Here are a few things you can do to tackle cyberbullying:

  • Investigate the cause of your child’s change in behaviour; don’t ignore signs, subtle though they may seem.
  • Ask your child if anything is bothering him/her. Give him or her a chance to express their thoughts before taking matters into your own hands by checking their phones or computers.
  • Suggest to your child to tell the bully that “my parents are the administrators of my laptop and they can see what you are sending me” or “my parents check my phone sometimes and they know what you are doing”. If the bully is a child of similar age, chances are he would be scared that Aunty and Uncle might find out, and eventually he may stop bullying.
  • If things do not improve, document the cyberbullying and keep records in case you decide to talk to teachers or school authorities.
  • Call or meet with teachers to tell them what is going on. If your child’s school fails to stop the bullying or it escalates, you might need to involve law enforcement. In the meantime, remove your child from the situation by switching classes or even switching schools.
  • With regards to your child’s emotional wellbeing or mental state, you may want to consider seeking professional help. Sometimes, it’s easier for a child to talk to a third party instead of to you. Look for qualified counsellors or clinical psychologists who have experience in handling children and issues such as bullying.

 

Why are some children bullies?

“Bullying is not something you are born with, it is something you learn,” stated Farah. “It is more common among neglected children, children of divorced parents or children who lack attention from their family.” Some children whose parents are involved with drugs or alcohol cope by bullying other children. In other cases, children may be bullied at home by their siblings and they try to regain power by bullying their friends to feel better about themselves.

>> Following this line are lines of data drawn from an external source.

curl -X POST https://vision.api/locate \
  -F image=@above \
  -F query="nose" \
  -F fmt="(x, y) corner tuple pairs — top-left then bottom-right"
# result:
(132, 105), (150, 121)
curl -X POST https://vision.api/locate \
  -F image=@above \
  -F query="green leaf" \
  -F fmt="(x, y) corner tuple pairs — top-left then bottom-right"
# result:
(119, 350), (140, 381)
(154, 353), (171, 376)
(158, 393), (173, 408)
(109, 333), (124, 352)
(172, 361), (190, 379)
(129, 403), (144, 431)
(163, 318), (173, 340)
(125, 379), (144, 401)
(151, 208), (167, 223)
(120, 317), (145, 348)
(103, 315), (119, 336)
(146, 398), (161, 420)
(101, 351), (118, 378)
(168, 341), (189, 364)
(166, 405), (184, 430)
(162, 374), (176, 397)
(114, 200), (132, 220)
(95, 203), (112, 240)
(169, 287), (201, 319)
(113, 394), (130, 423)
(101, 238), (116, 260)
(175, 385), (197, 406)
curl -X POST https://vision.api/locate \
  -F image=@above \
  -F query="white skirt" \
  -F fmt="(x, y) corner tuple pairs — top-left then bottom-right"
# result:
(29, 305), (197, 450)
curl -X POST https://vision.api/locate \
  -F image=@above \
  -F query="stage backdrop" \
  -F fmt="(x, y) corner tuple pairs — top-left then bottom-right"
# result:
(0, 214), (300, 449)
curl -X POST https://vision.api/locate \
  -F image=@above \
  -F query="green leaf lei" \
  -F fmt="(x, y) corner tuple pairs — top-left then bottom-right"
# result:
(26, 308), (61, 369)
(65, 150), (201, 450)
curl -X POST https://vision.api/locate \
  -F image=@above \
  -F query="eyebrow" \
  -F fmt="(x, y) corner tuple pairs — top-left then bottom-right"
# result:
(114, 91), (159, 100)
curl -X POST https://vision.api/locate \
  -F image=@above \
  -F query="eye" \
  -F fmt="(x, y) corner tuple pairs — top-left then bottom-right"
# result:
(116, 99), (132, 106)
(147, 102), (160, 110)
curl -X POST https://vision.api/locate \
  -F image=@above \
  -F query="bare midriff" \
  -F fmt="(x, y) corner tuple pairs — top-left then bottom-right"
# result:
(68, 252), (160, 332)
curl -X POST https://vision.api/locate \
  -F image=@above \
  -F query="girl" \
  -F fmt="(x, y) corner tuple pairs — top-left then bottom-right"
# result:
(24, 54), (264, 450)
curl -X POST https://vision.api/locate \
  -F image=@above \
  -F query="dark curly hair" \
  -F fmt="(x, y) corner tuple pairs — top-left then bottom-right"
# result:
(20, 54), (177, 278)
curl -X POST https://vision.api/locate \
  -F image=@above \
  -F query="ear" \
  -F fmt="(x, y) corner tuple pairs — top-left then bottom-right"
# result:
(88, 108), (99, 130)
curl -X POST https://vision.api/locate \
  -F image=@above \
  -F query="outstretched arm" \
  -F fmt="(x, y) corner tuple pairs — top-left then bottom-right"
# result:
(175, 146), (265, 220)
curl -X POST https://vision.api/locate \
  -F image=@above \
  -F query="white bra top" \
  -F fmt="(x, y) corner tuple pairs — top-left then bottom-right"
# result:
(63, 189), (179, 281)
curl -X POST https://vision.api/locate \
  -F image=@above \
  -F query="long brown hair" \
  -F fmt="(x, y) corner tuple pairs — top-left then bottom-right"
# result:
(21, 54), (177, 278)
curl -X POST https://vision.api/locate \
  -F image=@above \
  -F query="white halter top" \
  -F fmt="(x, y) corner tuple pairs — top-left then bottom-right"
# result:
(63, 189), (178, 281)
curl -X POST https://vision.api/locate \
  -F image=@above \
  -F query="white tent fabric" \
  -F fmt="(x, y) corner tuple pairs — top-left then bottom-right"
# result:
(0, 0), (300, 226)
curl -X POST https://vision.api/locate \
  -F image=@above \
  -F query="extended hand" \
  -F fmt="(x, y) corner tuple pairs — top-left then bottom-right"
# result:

“Sometimes, children may be young and simply can’t tell right from wrong. They just follow what their friends are doing,” Farah explained. “Some kids might say things like “if you don’t join me in doing so-and-so to that kid, then you’re not in our group”. So peer pressure might be a factor.” Another reason could be that some kids are just more assertive or impulsive and do not realize that their behaviour constitutes bullying.

My child is a bully! What should I do?

Bring up the subject by asking your child, “Someone told me you bullied so-and-so. Is that right?” Give him a chance to explain his side of the story before you proceed further. The next step would be to figure out why he did it. For example, a child could have low self-esteem and feel better about himself when he bullies others.

Then, give your child meaningful consequences. For example, if it is cyberbullying, take away his computer. It is important to explain to him why his actions were wrong. Try to get him to understand how the other person feels. After he realizes his wrongdoings, you can teach him ways to make things right again. Farah suggested getting your child to apologize, writing a letter or doing something nice to make it up to the other person. Monitor your child to see if the bullying happens again. It may be good to obtain a third person’s perspective, especially since emotions such as shame or embarrassment may cloud your judgment. If you think you need help, speak with a counsellor or psychologist. Seeking professional help is highly advisable if a child’s aggression becomes unmanageable, for example, if he lashes out physically or gets out of control. The child may have other underlying issues that have yet to be discovered.

 

What can we do to reduce incidences of bullying?

As with most issues, awareness and education are important. All of us ought to know what constitutes bullying and how to handle it. As parents, we need to be good role models for our children because they will follow closely what we do. “When times are tough and we’ve had a tiring day, we need to remember not to let it out on our kids because they will pick it up and start behaving as such to someone else,” Farah reminded. “Model good behaviour, teach them what it means to be a good person and that our actions have consequences.”